The sol-gel matrix was prepared using tetramethoxysilane (TMOS, Sigma-Aldrich Chemie GmbH, Munich, Germany) as the precursor component (Chen et al., 1986
; Brinker and Scherer, 1990
; Ellerby et al., 1992
; Miller et al., 1996
). HCl-catalyzed hydrolysis of TMOS was achieved by mixing 0.04 M HCl, millipore water and TMOS (volume ratio 1:15:67). The solution was ultrasonicated for 20 min and kept on ice before subsequent addition of the protein-cryosolvent mixture. The TMOS hydrogel and the RC containing solution (mixture of 75% glycerol and 25% buffer (10 mM Tris, 0.1% (v/v) LDAO, pH 8.0) with a final protein concentration of
15 µM) were mixed at a volume ratio of roughly 3:4 and kept on ice for
10 min. The transparent sample was filled into a 10 x 10 x 2.5 mm3 PMMA cuvette that was also used for the measurements on RCs in bulk solvent. The cuvettes were carefully sealed to prevent evaporation of water and suppress further aging. ET kinetics data were found to be identical at the beginning and end of the investigation, implying that the properties of the sol-gel matrix within the cuvette remained constant during the experiments. The described encapsulation procedure yields a hydrogel with a silica network with pore diameters of <100 Å, in which the RC proteins are embedded (Brinker and Scherer, 1990
; Ellerby et al., 1992
; Livage et al., 2001
).
Time-resolved spectroscopy
The cuvette containing the sample was mounted in a copper sample holder which was attached to the cold finger of a closed-cycle helium refrigerator (model 22, CTI Cryogenics, Mansfield, MA). A digital temperature controller (model 330, Lakeshore Cryotronics, Westerville, OH) was used to adjust the temperature. Light-induced electron transfer was initiated in the samples by a 6-ns (full width at half maximum) pulse (532 nm, 180 mJ) from a frequency doubled, Q-switched Nd:YAG laser (model NY 61, Continuum, Santa Clara, CA). To measure optical absorbance changes in the Soret region of the bacteriochlorophyll molecules, light from a tungsten lamp (model A 1010, PTI, Brunswick, NJ) was passed through a monochromator set at 436 nm, the sample, and a second monochromator onto a photomultiplier tube (model R5600U, Hamamatsu, Middlesex, NJ). The photocurrent was converted into a voltage, amplified and recorded with a digital storage oscilloscope from 10 ns to 50 µs (model TDS 520, Tektronix, Wilsonville, OR) and a home-made logarithmic time-base digitizer (Wondertoy II) from 2 µs to 100 s.

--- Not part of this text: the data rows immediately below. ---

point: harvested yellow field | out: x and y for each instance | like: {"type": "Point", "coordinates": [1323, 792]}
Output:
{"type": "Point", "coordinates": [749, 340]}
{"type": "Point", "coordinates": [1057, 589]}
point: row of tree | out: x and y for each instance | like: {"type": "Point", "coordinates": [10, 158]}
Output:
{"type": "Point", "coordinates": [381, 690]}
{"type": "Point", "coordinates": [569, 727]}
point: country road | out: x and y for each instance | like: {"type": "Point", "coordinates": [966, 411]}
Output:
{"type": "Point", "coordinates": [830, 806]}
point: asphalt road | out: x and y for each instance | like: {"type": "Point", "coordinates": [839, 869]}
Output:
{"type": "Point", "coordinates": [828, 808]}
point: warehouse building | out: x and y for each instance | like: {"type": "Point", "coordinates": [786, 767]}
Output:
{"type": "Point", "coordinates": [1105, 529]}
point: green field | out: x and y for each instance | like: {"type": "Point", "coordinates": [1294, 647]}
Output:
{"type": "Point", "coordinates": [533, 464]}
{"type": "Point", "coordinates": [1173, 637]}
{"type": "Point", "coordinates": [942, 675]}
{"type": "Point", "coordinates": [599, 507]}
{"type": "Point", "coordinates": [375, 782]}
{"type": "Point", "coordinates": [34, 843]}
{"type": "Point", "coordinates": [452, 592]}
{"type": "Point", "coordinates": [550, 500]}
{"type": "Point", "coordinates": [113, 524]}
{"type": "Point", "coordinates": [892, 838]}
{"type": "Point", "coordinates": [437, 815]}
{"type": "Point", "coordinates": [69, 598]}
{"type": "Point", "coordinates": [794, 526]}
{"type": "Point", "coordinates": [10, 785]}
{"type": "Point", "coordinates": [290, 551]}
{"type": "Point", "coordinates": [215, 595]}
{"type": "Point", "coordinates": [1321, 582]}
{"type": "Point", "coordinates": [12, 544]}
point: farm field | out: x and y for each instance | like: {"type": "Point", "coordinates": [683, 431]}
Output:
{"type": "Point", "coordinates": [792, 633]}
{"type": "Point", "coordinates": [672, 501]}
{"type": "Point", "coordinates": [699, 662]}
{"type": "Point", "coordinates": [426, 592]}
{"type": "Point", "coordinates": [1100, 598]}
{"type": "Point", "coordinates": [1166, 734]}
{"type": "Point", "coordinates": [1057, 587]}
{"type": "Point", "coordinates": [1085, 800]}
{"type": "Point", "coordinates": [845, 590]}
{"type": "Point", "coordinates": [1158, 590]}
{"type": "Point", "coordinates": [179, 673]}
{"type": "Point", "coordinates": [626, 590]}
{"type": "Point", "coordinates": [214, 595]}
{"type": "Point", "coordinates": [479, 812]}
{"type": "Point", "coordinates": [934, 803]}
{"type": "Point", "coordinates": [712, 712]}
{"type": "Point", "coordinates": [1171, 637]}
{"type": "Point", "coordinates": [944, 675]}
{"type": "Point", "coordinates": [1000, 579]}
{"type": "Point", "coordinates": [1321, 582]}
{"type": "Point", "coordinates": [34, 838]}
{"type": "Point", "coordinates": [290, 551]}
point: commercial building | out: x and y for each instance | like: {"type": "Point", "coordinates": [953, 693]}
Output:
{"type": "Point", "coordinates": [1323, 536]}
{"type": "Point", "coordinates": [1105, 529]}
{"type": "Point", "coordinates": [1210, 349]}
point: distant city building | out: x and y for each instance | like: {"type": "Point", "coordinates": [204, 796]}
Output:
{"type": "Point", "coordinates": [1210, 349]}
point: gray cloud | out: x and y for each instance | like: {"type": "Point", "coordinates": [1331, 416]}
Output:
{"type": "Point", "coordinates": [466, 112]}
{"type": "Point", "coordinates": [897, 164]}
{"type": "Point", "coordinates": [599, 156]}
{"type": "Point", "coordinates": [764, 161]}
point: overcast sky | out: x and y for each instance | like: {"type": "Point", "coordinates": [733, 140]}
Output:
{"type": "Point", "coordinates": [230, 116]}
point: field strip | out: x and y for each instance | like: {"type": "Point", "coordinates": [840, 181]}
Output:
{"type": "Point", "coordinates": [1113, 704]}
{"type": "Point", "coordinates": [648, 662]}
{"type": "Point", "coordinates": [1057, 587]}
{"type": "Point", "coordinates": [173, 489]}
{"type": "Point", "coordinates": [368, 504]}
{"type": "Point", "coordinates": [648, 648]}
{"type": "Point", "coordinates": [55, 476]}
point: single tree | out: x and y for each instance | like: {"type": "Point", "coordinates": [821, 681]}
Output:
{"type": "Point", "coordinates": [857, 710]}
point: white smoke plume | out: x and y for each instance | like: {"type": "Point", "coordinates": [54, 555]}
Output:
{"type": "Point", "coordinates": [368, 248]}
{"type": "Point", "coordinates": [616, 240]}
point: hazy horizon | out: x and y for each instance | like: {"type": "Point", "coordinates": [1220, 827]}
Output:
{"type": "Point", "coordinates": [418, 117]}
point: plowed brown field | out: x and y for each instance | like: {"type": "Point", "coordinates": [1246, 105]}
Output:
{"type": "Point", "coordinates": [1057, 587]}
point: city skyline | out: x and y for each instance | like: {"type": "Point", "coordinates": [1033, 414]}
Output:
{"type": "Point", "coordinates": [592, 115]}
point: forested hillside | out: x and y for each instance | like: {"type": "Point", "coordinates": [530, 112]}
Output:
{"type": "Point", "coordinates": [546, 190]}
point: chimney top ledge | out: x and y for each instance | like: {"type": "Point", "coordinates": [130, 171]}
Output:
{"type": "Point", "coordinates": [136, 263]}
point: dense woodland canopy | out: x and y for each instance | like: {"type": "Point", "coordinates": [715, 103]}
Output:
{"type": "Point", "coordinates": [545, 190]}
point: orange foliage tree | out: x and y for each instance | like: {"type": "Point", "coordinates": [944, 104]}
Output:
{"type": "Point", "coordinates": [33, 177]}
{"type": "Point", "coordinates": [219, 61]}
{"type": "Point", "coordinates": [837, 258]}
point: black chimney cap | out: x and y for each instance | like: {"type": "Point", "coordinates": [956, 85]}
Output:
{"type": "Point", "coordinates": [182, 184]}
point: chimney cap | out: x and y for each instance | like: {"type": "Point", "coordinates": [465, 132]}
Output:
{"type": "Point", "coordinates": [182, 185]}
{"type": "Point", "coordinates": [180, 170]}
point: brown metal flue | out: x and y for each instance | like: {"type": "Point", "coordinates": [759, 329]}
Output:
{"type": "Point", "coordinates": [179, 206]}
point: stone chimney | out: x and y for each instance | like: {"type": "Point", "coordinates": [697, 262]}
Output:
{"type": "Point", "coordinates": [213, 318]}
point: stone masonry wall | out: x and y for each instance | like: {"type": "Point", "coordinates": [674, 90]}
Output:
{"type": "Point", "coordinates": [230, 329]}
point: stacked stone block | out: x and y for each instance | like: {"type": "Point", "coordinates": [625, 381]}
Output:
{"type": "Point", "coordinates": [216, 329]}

For light-adaptation of the RCs, light from a 250-W tungsten lamp (Oriel, Stratford, CT) was passed through a heat filter and a long pass filter (RG645, Schott GmbH, Mainz, Germany). From the signal amplitudes of transient ET kinetics of RCs cooled in the dark from 280 to 80 K, recorded both under continuous illumination and in the dark, the excitation rate, kL, of the illumination setup can be determined (McMahon et al., 1998
; van Brederode, 1999
), yielding kL
250 s-1. With an average recombination rate of
10 s-1 for RCs at room temperature, this implies that
95% of the RCs were trapped in the charge-separated state during cooling of the sample. To obtain ensembles with different illumination histories, light was switched on at specific temperatures TL during cooling from 280 to 10 K. After reaching the lowest temperature (10 K), the sample was warmed in the dark at a constant ramp rate of 4.6 mK/s for both dark- and light-adapted samples. ET kinetics after flash excitation were measured every 5 K between 10 and 300 K after
3 min equilibration time at each temperature. At least five transients were averaged at each temperature, with an equilibration time of
1 min.
Numerical computations
Numerical computation of Franck-Condon (FC) factors according to Eq. 42 (see Appendix) was implemented on a SUN UltraSPARC-III architecture available at the computer facility of the University of Ulm, using library functions of the NAG C library (Mark 6, NAG Ltd., Oxford, UK). In our previous work, the spectral density of phonons involved in the ET reaction was truncated at 400 cm-1 to simplify the FC calculation (McMahon et al., 1998
). In the new algorithm, we have shifted the cutoff frequency to 3400 cm-1, which is the upper limit of vibrational modes occurring in proteins. The FC calculations were typically performed with a resolution in redox energy and reorganization energy of 20 meV, covering the temperature range from 0 to 305 K at a spacing of 5 K. For spectral densities with a substantial high frequency component, the resolution in redox energy was increased to 
= 1 meV. FC factors within two discrete points of evaluation were obtained via cubic spline interpolation on a logarithmic FC scale. All other data analysis was performed on PC workstations using the PV-WAVE package (Visual Numerics, Boulder, CO).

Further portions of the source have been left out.